転生令嬢はご隠居生活を送りたい! 王太子殿下との婚約はご遠慮させていただきたく
 地面から一気に立ち上った冷気が、宙に浮いて逃げようとしたミカルの足に絡みつく。冷気は白くミカルの足を染め、そこからじわじわと膝の方へと侵食していく。

「アイリーシャ!」

 鋭いエドアルトの声。
 チャンスは一度しかない――エドアルトの作ってくれたチャンスを、アイリーシャは逃したりしなかった。
 まっすぐに構えた槍を地面に突き立て、脳裏に思い描いたイメージそのままに、魔法円をくみ上げる。

「ギャアアアッツ」

 すさまじい声を上げながら、ミカルの身体から黒い靄のようなものが立ち上る。
 それが消え去るのと同時に、ミカルの身体はどさりと地面に倒れた。

(……終わった……のかな……?)

 エドアルトと顔を見合わせる。

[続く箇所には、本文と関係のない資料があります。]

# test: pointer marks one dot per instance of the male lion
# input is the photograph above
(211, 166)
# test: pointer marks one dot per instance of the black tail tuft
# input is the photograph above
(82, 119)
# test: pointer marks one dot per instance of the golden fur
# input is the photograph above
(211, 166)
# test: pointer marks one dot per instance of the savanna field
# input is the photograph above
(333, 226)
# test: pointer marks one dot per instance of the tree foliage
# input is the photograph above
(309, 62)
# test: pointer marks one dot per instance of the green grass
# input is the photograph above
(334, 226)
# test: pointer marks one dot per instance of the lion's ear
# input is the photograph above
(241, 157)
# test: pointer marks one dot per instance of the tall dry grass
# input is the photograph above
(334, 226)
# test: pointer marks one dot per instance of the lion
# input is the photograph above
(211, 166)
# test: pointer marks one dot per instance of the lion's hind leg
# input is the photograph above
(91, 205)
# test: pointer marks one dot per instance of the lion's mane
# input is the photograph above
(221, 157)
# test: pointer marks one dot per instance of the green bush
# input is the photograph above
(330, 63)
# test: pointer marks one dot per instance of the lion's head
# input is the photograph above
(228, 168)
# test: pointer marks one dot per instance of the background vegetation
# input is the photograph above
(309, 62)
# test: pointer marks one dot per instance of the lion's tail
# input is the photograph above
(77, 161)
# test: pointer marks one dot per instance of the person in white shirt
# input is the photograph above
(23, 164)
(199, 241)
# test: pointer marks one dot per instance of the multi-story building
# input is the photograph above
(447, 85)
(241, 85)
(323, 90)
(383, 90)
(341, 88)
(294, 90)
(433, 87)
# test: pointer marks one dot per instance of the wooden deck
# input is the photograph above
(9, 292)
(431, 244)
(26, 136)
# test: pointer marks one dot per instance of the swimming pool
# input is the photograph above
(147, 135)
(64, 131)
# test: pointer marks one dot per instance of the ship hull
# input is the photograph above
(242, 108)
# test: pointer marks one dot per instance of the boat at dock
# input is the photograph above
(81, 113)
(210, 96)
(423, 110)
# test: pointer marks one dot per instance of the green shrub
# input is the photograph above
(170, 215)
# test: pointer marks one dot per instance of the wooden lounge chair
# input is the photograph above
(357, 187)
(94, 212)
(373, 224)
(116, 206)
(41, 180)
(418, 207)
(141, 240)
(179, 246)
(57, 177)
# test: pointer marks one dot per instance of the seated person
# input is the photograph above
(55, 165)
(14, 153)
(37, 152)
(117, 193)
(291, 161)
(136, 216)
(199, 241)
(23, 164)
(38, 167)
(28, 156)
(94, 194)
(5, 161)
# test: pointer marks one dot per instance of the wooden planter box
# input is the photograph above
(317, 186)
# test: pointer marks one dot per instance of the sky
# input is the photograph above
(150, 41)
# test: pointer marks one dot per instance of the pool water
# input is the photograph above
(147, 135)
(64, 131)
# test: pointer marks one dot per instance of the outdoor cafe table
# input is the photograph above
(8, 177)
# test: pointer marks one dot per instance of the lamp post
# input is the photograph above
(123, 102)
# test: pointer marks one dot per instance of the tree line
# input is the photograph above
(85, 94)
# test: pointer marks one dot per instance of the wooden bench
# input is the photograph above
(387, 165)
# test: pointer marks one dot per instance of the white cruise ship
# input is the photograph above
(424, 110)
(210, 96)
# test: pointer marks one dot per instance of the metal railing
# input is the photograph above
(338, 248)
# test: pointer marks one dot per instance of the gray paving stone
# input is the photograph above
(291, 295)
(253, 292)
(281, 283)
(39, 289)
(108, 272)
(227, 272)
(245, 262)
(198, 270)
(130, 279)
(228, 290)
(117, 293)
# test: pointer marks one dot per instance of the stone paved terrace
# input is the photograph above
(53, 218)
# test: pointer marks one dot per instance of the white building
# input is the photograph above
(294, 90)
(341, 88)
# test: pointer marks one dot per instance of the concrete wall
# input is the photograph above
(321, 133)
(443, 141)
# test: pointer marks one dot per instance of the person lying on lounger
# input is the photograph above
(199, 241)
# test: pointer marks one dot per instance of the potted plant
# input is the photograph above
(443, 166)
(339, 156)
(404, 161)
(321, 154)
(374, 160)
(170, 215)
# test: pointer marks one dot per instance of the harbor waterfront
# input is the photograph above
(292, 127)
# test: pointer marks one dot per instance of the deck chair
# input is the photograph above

これで、魔神を倒したことになるのだろうか。

「おつかれぇ~、ありがとーう!」
「かるっ! 軽すぎるっ! 私、今一応世界救ったんですよね? なんで神様そんなに軽いの?」

 愛美をアイリーシャとして、この世界に転生させた神は、ミカルの身体をぺしぺしと足蹴にした。緊張感、皆無である。